Traído pelo próprio sangue
Afinal de que é que tinha servido a vida? A contenção, o dizer não às tentações, pensar sempre em primeiro lugar na família, nela, nos filhos? De nada, absolutamente nada!
Isto pensava ele enquanto conduzia vagarosamente, sem prestar atenção ao caminho, que o carro já o conhecia de cor. Dentro da sua cabeça, as perguntas sem resposta e as imagens da destruição do seu lar misturavam-se numa confusão sem fim. Anda um homem a trabalhar horas sem fim para dar uma vida confortável aos seus, e é isto que recebe! A revolta era tanta que lhe cortava a respiração. Ainda me dá um ataque cardíaco, é o que é! Limpou a testa, afinou o espelho retrovisor e continuou a conduzir. Quando deu por si estava à porta de casa. E forças para subir? Traído pelo seu próprio sangue, pela esposa a quem era tão fiel como um cão.
Traído! Encostou o carro, desligou o motor e para ali ficou com o tempo a correr e ele sem se mexer. Eu devia pegar na mala, hoje mesmo, e sair! Quando arranjou forças para entrar no prédio, subir no elevador e meter a chave na porta de casa, respirou fundo, sabendo perfeitamente que o inevitável ia acontecer.

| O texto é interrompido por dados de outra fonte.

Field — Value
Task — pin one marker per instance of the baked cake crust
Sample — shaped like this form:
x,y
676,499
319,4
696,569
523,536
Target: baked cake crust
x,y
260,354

Contudo, eles tinham retirado tudo! A casa voltara ao normal. Ela na cozinha a sorrir-lhe, e os dois rapazes a levarem o jantar para a mesa. Sentiu um alívio sem tamanho, e escondeu uma lágrima. Enfim, o seu lar estava salvo! A águia do Glorioso colocada bem no centro da mesa, as bandeiras no seu respectivo lugar. Sentaram-se para jantar e ele ficou seguro de que nunca mais ninguém naquela casa se atreveria a afrontá-lo. Porque o amor de um homem pela sua esposa e pelos seus filhos resiste a tudo, absolutamente tudo. Exceptuando às comemorações do Tri do Futebol Clube do Porto, porque um homem, caramba, não é de ferro!